Robert Haas [Mon, 24 Jan 2011 01:44:48 +0000 (20:44 -0500)]
sepgsql, an SE-Linux integration for PostgreSQL
This is still pretty rough - among other things, the documentation
needs work, and the messages need a visit from the style police -
but this gets the basic framework in place.
Magnus Hagander [Sun, 23 Jan 2011 22:39:18 +0000 (23:39 +0100)]
Make walsender options order-independent
While doing this, also move base backup options into
a struct instead of increasing the number of parameters
to multiple functions for each new option.
Add 'directory' format to pg_dump. The new directory format is compatible
with the 'tar' format, in that untarring a tar format archive produces a
valid directory format archive.
Tom Lane [Sun, 23 Jan 2011 19:26:51 +0000 (14:26 -0500)]
Fix another portability issue in pg_basebackup.
The target of sscanf with a %o format had better be of integer width,
but "mode_t" conceivably isn't that. Another compiler warning seen
only on some platforms; this one I think is potentially a real bug
and not just a warning.
Tom Lane [Sun, 23 Jan 2011 19:13:46 +0000 (14:13 -0500)]
Improve getObjectDescription's display of pg_amop and pg_amproc entries.
Include the lefttype/righttype columns explicitly (instead of assuming
the reader can deduce them from the operator or function description),
and move the operator or function description to the end of the string,
to make it clearer that it's a referenced object and not the amop or
amproc item itself.

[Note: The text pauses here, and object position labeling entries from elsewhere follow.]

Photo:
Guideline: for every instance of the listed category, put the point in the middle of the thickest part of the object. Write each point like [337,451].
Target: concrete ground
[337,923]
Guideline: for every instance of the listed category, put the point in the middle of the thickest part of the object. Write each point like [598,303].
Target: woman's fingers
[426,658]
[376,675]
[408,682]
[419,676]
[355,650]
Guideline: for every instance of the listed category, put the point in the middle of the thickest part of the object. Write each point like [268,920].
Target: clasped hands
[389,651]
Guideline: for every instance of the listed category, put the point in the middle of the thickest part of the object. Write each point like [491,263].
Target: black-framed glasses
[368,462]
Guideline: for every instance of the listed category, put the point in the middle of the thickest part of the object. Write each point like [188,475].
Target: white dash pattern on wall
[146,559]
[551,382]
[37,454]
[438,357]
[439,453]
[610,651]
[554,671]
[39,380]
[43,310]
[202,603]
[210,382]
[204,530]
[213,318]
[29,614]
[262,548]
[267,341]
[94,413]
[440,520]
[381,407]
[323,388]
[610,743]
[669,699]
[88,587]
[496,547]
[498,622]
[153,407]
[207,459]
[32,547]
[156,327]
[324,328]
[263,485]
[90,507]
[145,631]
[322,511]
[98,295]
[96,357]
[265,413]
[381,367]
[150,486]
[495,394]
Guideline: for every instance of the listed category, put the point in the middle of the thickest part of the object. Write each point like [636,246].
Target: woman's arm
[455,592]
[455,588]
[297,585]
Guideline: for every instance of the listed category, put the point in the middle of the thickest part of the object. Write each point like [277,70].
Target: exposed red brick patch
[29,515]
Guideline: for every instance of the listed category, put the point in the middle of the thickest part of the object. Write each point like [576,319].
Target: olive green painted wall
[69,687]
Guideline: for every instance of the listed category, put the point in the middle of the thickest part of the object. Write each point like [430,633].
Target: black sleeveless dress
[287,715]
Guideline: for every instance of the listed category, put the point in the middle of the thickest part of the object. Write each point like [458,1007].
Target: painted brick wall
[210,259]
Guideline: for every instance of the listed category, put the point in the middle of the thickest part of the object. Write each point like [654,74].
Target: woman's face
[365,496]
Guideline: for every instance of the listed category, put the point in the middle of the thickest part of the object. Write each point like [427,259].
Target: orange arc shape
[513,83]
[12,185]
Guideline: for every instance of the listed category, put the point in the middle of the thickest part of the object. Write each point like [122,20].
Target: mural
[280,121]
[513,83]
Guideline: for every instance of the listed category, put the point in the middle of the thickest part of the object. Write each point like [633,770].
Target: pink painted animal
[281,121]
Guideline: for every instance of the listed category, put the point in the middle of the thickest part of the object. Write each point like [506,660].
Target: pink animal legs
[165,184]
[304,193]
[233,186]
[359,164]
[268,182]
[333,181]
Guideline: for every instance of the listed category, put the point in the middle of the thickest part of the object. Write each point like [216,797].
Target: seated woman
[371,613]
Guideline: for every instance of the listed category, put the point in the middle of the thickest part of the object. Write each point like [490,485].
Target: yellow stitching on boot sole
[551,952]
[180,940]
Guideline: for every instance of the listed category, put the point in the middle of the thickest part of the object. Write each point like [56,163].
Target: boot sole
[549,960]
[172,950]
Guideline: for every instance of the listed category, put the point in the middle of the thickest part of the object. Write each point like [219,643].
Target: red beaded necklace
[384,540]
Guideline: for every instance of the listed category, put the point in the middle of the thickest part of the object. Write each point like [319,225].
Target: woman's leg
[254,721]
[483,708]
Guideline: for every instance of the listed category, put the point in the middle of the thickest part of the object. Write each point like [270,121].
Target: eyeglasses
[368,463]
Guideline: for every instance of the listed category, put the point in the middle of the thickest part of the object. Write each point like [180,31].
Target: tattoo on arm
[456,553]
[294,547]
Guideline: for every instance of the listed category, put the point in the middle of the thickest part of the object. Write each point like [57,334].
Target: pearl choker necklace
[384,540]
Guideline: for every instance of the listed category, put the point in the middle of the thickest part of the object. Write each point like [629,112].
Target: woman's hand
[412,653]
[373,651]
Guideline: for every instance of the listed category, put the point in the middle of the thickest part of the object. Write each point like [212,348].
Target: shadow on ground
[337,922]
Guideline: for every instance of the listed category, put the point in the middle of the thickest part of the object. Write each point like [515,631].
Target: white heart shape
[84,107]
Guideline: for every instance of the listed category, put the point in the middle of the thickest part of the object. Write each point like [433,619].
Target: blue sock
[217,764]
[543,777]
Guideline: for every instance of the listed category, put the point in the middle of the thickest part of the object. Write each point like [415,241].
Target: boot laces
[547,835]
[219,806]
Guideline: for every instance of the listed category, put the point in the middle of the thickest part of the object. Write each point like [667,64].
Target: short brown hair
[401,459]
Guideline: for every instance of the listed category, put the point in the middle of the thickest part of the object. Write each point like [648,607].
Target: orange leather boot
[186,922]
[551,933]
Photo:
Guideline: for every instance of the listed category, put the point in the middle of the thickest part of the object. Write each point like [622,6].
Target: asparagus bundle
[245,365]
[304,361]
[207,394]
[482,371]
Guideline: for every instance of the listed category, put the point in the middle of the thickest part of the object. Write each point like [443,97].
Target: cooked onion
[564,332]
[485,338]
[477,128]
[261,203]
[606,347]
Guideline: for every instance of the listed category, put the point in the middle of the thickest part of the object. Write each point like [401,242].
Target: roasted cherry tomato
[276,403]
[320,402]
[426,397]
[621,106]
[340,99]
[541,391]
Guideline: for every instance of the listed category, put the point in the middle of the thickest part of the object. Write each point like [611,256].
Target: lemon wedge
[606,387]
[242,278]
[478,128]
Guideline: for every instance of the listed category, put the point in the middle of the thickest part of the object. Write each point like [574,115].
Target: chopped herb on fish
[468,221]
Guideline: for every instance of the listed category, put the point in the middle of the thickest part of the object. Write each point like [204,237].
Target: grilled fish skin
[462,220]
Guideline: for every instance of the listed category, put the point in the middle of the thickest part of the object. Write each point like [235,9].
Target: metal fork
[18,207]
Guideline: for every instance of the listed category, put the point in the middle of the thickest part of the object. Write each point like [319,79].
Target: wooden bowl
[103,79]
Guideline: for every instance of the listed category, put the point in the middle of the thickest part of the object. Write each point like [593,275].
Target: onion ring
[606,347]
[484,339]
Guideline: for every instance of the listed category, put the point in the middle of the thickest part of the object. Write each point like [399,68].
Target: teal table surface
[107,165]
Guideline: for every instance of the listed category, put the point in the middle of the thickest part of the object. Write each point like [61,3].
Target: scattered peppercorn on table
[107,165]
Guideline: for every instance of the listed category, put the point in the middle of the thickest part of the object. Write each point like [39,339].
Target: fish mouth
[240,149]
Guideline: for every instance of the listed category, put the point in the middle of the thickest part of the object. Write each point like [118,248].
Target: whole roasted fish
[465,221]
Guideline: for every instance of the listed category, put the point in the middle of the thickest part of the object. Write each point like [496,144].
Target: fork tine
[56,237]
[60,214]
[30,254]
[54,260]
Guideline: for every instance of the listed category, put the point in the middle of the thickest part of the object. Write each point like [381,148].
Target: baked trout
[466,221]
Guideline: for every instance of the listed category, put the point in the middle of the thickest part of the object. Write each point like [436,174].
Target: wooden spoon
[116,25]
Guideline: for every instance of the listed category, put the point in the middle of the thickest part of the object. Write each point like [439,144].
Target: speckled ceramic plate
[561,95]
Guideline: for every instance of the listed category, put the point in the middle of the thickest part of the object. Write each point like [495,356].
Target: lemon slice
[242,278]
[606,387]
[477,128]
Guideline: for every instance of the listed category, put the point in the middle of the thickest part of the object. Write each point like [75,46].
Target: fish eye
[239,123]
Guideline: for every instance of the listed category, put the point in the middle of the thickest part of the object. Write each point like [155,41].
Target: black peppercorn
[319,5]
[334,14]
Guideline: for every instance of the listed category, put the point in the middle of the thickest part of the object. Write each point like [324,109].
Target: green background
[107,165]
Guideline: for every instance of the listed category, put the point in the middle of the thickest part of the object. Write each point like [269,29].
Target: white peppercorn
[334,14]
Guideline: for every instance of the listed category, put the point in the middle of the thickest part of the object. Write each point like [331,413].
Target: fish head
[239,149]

Per extensive discussion of Andreas Karlsson's
original patch.
Tom Lane [Sun, 23 Jan 2011 18:12:55 +0000 (13:12 -0500)]
Revert "Factor out functions responsible for caching I/O routines".
This reverts commit 740e54ca84c437fd67524f97a3ea9ddea752e208, which seems
to have tickled an optimization bug in gcc 4.5.x, as reported upstream at
https://bugzilla.redhat.com/show_bug.cgi?id=671899
Since this patch had no purpose beyond code beautification, it's not
worth expending a lot of effort to look for another workaround.
Magnus Hagander [Sun, 23 Jan 2011 11:21:23 +0000 (12:21 +0100)]
Add pg_basebackup tool for streaming base backups
This tool makes it possible to do the pg_start_backup/
copy files/pg_stop_backup step in a single command.
There are still some steps to be done before this is a
complete backup solution, such as the ability to stream
the required WAL logs, but it's still usable, and
could do with some buildfarm coverage.
In passing, make the checkpoint request optionally
fast instead of hardcoding it.
Magnus Hagander, reviewed by Fujii Masao and Dimitri Fontaine
Robert Haas [Sun, 23 Jan 2011 01:51:32 +0000 (20:51 -0500)]
Code cleanup for assign_transaction_read_only.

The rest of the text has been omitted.